I have been living with Godspeed’s ringing, tingling, overwhelming cascade of sound for my entire adult life, which is saying something because I am old as shit. With that said, I was not fully prepared for how fully G_d’s Pee AT STATE’S END! kicked my whole soul in. When this current version of Godspeed builds up to full wailing apex, I feel like I can barely breathe. Their sound fills me up like little else. Listening to them feels like swimming out into the ocean until your feet don’t touch the sand anymore — like letting vast forces lift you up and slam you back down.
Because Godspeed don’t use lyrics, they use other means to tell you what this music means. In a statement released when the band announced G_d’s Pee AT STATE’S END!, Godspeed specified that the album is about both “waiting for the end” and “waiting for the beginning.” It’s about living in a world where “all current forms of governance are failed,” where change is imminent and inevitable. The band uses soundclips from shortwave radio, that most apocalypse-friendly form of communication, to frame the two longer tracks on the album, and you usually can’t pick out individual words or sounds. (The one exception: a couple of militia guys with thick Southern accents harrumphing about government intervention at the beginning of the third track.) Instead, we get a general sense of unease — warped military chatter, helicopter-rotor thumping drowning in static, muffled gunshot cracks juxtaposed with birdsong. And then the guitars kick in.

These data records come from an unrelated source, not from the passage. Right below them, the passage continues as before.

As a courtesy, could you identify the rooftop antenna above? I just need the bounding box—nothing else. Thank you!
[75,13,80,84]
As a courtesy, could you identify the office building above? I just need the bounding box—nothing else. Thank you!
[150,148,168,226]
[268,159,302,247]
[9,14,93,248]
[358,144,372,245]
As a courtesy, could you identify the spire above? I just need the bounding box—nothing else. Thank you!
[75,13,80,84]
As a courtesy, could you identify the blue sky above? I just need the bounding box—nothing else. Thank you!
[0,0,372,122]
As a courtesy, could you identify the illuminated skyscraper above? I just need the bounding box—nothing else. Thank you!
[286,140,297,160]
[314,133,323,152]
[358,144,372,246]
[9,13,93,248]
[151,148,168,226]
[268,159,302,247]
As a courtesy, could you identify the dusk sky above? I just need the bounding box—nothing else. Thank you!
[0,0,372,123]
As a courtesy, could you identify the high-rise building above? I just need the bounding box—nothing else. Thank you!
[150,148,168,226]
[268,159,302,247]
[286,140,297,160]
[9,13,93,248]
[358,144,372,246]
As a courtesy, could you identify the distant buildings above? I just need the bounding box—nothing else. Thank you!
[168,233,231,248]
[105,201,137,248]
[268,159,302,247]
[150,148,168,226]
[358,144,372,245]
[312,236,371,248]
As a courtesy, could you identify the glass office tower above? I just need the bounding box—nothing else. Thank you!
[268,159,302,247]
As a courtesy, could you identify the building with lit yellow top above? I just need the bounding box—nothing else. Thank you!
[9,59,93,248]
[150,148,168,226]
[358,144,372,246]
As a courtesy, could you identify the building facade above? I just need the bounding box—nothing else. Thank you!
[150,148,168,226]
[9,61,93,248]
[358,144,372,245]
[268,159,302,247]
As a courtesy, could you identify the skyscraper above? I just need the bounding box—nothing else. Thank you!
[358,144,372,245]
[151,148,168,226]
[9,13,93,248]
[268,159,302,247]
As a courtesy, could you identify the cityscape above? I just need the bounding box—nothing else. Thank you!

G_d’s Pee AT STATE’S END! has four pieces. Two of them are long, about 20 minutes each. Their titles are long, too; one is called “A Military Alphabet (five eyes all blind) (4521.0kHz 6730.0kHz 4109.09kHz) / Job’s Lament / First of the Last Glaciers / where we break how we shine (ROCKETS FOR MARY).” Those songs do the classic Godspeed thing, the buildup to the raging catharsis. The other tracks are slimmed-down mood pieces, about six minutes each, that mostly function as long exhales after those gigantic swirling arias. But if you’re listening to the album, you’re probably not thinking about it in terms of individual tracks or movements. It works a whole lot better when you just let the thing wash over you, when you let it help you feel things.
On G_d’s Pee AT STATE’S END!, Godspeed don’t really speak the language of tension and release. It’s all tension, and it’s all release. Even when the band is working at a full climactic roar, it sounds like something else is about to arrive. Even when they’re at their quietest, the loudness is implied. There are no binaries in this music. It all functions together: Rage and acceptance, beauty and decay, fear and bliss, violence and peace. Within the context of Godspeed’s music, a single ting of a xylophone can feel like an earth-shattering experience. If this album really represents Godspeed’s hymn to the end of our current world, then it plays out like one long, satisfied sigh: We lived in a society. Welcome to whatever’s next.
G_d’s Pee AT STATE’S END! is out 4/2 on Constellation Records.